Commitments and slashing
Slashing is critical for cryptoeconomic security in commitments. For a given staking pool, higher slashing penalties typically correlate with higher security. The ultimate slashing penalty is 100%, representing a complete loss of funds. However, 100% penalties for slashing are rare, as they pose high risks for stakers, and most slashing for a single service starts at lower percentages. For example, Ethereum’s slashing starts at 3.1% and can increase based on the offense. In pooled security, where one pool secures multiple protocols, managing slashing risk is essential. Over-leveraging by allowing slashing percentages to exceed 100% can deplete a pool's funds if multiple slashing events occur simultaneously.
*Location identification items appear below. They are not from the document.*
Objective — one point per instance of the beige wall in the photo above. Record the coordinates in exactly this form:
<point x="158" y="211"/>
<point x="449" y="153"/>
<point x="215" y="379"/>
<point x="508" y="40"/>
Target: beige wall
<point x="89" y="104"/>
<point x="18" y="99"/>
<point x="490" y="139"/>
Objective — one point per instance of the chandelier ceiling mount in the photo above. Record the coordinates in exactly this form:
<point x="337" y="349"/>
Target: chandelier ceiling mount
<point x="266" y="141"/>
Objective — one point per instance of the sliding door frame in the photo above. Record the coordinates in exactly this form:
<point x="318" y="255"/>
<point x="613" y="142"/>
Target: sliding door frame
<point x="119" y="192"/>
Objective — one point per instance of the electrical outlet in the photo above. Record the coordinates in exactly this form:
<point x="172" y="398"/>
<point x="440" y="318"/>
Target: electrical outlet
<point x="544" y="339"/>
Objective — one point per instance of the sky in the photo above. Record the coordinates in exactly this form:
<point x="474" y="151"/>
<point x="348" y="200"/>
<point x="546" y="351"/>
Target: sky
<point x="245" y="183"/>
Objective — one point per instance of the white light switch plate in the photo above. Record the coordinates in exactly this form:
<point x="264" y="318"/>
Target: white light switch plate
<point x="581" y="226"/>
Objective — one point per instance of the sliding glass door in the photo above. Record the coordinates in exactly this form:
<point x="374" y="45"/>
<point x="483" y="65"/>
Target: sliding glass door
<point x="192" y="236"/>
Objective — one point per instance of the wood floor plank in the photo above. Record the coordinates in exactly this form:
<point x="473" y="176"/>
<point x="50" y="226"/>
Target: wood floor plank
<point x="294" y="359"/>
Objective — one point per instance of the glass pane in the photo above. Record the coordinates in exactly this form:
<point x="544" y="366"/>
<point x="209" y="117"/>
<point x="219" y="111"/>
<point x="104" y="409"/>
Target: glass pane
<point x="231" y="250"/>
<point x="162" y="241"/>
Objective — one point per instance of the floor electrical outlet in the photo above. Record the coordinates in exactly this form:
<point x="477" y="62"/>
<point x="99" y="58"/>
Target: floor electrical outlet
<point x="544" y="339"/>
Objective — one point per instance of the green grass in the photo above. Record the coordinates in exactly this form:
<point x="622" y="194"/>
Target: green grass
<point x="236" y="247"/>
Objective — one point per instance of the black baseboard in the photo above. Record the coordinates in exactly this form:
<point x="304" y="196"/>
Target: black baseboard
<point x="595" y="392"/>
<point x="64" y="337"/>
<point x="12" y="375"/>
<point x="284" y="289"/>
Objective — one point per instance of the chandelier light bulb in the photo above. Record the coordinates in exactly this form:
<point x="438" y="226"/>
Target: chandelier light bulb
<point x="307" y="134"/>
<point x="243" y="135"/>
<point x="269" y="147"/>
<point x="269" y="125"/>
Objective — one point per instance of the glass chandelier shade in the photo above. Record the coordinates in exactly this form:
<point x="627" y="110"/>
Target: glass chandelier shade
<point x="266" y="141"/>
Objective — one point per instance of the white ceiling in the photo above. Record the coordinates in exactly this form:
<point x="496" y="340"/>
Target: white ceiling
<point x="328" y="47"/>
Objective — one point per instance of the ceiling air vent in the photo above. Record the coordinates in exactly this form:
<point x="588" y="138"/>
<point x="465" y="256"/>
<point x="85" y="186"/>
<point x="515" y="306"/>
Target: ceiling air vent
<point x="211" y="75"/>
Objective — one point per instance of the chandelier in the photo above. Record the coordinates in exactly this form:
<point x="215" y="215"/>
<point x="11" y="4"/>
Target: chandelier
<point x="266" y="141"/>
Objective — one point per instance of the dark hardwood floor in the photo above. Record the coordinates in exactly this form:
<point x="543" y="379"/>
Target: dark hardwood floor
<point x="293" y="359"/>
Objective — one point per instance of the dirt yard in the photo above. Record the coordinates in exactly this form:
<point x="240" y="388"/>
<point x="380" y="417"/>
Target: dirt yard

Layer Commitments account for slashing at each point across a commitment flow, ensuring that the sum of all points in the flow never exceeds a 100% penalty. Each Security consumer can configure their security preferences by specifying a slashing rate for their commitment. For example, a commitment flow could contain a single staking pool of ETH that could be used to secure 3 different AVSs: one with 5% slashing, one with 20% slashing, and one with 30% slashing. It can be assumed that the AVS with the higher slashing has higher security needs than the rest. And because the sum of the commitments is 55%, there is still theoretically a free 45% of economic security that could be consumed by another commitment flow. In the worst-case slashing event, commitments will never allow overleveraging of more than the available collateral. This design protects the security of each component in the flow, even in interconnected commitments. Moreover, with interwoven commitments, security providers can diversify their exposure accross multiple AVSs, minimizing their exposure to any single security consumer or slashing risk.